Crypto mining illégal en Iran: l’implication des Gardiens de la Révolution (IRGC)

Crypto mining illégal en Iran: l’implication des Gardiens de la Révolution (IRGC) mars, 12 2025

Le minage cryptomonnaie Iran ne se limite pas à une activité techno‑ludique; il est devenu un levier de contournement des sanctions et un véritable fardeau pour le réseau électrique national. Derrière les fermes de serveurs qui broutent l’électricité à prix cassé se cache un acteur militaire puissant : le Corps des Gardiens de la Révolution islamique (IRGC). Depuis 2019, l’IRGC a transformé le minage en une opération quasi‑monopolistique, mêlant coopération sino‑iranienne, exploitation d’infrastructures militaires et obscurcissement juridique.

Contexte : sanctions internationales et recherche de nouvelles sources de revenus

Après la réimposition des sanctions américaines en 2018, l’Iran a vu ses flux de dollars se tarir. Iran a alors cherché des alternatives pour financer le régime et ses programmes balistiques. La crypto‑monnaie, grâce à son anonymat et à l’absence d’intermédiaires, s’est présentée comme une solution attractive. Le gouvernement a d’abord légalisé le minage en 2019, mais la licence officielle était réservée à une poignée d’entreprises qui devaient vendre leurs bitcoins à la Banque Centrale d’Iran à un tarif forfaitaire, rendant l’activité peu rentable pour les acteurs privés.

Comment l’IRGC a pris le contrôle du minage

L’entrée de l’IRGC dans le secteur s’est faite progressivement, d’abord par des accords avec des sociétés chinoises spécialisées dans le matériel de minage ASIC. Un projet phare est la ferme de 175MW à Rafsanjan, province de Kerman, présentée comme une joint‑venture entre une entreprise affiliée aux Gardiens et des investisseurs étrangers. La localisation dans une zone économique spéciale, sous protection militaire, garantit un accès quasi gratuit à l’électricité et une impunité vis‑à‑vis des autorités civiles.
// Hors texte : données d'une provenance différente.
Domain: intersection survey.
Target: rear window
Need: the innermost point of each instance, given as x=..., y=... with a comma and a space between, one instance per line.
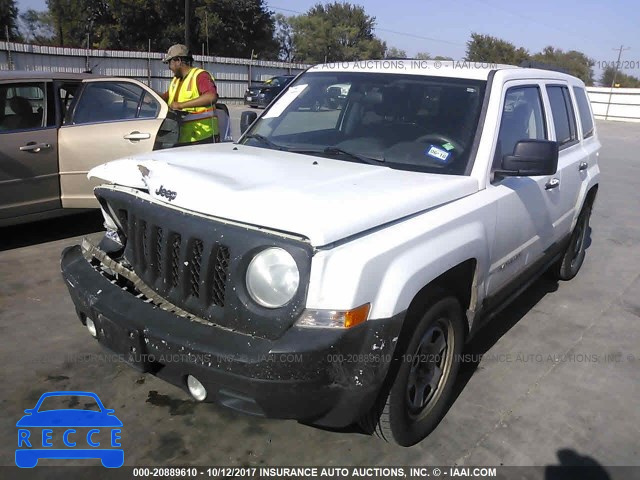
x=585, y=112
x=563, y=116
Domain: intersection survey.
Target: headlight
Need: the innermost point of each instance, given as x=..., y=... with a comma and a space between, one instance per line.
x=272, y=278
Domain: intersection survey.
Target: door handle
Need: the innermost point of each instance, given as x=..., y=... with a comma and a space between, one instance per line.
x=137, y=136
x=553, y=183
x=34, y=147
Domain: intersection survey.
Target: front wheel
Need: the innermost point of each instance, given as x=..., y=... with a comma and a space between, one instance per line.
x=420, y=393
x=573, y=258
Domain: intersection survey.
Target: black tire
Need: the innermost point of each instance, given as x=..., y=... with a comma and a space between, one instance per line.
x=426, y=372
x=573, y=257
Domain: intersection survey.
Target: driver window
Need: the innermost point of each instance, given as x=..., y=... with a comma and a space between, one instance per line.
x=22, y=106
x=522, y=119
x=113, y=101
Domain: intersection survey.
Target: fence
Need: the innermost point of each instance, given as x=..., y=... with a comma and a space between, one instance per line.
x=622, y=104
x=232, y=74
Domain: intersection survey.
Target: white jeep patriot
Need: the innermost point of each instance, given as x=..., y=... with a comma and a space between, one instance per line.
x=330, y=266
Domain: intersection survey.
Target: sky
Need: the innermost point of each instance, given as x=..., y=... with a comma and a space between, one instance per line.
x=593, y=27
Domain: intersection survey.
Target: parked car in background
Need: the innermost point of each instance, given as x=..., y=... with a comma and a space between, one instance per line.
x=272, y=88
x=251, y=94
x=54, y=127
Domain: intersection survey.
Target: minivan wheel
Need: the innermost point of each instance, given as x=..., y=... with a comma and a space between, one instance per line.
x=573, y=258
x=420, y=393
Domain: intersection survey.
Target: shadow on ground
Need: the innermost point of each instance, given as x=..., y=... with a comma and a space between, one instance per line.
x=44, y=231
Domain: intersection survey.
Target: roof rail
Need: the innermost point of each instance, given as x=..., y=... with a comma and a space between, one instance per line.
x=543, y=66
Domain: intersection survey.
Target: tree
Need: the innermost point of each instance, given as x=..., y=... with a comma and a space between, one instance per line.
x=395, y=53
x=37, y=27
x=574, y=62
x=621, y=79
x=335, y=32
x=236, y=27
x=9, y=20
x=485, y=48
x=284, y=36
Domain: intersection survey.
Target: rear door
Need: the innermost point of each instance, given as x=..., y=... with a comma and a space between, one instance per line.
x=28, y=149
x=110, y=119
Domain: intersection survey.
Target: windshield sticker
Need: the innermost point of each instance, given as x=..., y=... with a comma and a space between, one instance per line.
x=283, y=102
x=441, y=155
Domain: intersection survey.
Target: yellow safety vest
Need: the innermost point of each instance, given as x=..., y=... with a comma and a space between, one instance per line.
x=196, y=128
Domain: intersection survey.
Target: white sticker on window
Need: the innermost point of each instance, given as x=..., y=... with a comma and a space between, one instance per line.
x=438, y=153
x=283, y=102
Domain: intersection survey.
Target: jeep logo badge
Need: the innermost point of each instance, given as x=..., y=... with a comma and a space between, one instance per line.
x=169, y=194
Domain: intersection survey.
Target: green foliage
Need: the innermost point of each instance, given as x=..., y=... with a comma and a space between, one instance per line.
x=485, y=48
x=38, y=27
x=283, y=35
x=395, y=53
x=335, y=32
x=238, y=26
x=576, y=63
x=9, y=18
x=622, y=80
x=235, y=27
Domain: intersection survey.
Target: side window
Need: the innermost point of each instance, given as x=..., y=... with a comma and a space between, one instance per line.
x=113, y=101
x=149, y=107
x=22, y=106
x=67, y=96
x=563, y=116
x=585, y=112
x=522, y=119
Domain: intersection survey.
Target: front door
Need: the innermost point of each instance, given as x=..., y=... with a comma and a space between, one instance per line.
x=111, y=119
x=528, y=208
x=28, y=150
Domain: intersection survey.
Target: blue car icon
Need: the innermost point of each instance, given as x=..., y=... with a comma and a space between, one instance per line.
x=40, y=427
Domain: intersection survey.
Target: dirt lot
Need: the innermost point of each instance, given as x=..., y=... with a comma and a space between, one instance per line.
x=560, y=376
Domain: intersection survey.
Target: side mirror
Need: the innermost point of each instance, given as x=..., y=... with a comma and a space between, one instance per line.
x=531, y=158
x=246, y=119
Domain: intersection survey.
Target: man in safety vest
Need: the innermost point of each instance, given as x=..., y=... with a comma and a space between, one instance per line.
x=194, y=91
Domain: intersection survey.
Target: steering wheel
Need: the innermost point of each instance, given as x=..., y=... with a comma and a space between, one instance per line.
x=440, y=139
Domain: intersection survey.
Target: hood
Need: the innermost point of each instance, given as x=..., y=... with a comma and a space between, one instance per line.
x=322, y=199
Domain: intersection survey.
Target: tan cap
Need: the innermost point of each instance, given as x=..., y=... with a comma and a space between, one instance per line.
x=177, y=50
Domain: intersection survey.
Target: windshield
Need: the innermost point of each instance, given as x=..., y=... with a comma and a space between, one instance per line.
x=399, y=121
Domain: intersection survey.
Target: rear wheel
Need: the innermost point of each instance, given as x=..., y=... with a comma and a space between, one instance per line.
x=573, y=258
x=420, y=393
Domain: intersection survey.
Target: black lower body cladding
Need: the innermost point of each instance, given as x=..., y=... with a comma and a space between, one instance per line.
x=323, y=376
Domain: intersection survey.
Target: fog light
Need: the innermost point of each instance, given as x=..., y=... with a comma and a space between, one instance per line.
x=91, y=327
x=196, y=389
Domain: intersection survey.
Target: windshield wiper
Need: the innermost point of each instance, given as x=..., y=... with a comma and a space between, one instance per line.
x=355, y=156
x=340, y=151
x=266, y=141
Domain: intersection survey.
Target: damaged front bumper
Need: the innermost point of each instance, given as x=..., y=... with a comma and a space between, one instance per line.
x=324, y=376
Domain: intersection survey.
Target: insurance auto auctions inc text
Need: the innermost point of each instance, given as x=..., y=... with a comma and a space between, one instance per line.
x=375, y=472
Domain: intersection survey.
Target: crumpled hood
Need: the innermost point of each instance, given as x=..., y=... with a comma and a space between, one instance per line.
x=322, y=199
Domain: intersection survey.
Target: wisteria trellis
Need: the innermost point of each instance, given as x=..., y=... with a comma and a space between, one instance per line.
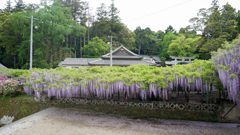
x=227, y=62
x=104, y=81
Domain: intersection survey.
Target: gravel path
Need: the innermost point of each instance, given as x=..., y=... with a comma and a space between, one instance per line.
x=82, y=122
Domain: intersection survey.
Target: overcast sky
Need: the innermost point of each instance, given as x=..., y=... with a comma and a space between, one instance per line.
x=155, y=14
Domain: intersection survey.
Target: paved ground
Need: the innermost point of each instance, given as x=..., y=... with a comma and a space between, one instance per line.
x=82, y=122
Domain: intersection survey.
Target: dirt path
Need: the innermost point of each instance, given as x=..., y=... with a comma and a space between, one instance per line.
x=82, y=122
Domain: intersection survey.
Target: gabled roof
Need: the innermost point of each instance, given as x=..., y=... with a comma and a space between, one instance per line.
x=118, y=62
x=2, y=66
x=77, y=61
x=122, y=53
Les bonyads - fondations caritatives contrôlées par le Guide suprême - jouent également un rôle clé. Astan Quds Razavi, l’une des plus grosses, a été décrite comme membre d’un «cartel de cryptomonnaies» qui utilise les réseaux de distribution d’énergie du ministère de l’Énergie pour alimenter les fermes.

Taille et impact énergétique du phénomène

Les estimations les plus récentes comptent environ 180000 appareils de minage actifs en Iran. Sur ces dispositifs, 80000 sont détenus par des mineurs privés, tandis que les 100000 restants appartiennent à des entités étatiques ou quasi‑étatiques, dont l’IRGC. Chaque ASIC consomme entre 1,2kW et 3,5kW, ce qui fait de ces installations des gouffres d’énergie. En 2022, le Parlement a adopté une loi secrète autorisant le militaire à créer ses propres centrales et lignes de transmission, détournant ainsi des mégawatts destinés aux villes et aux usines vers les fermes clandestines.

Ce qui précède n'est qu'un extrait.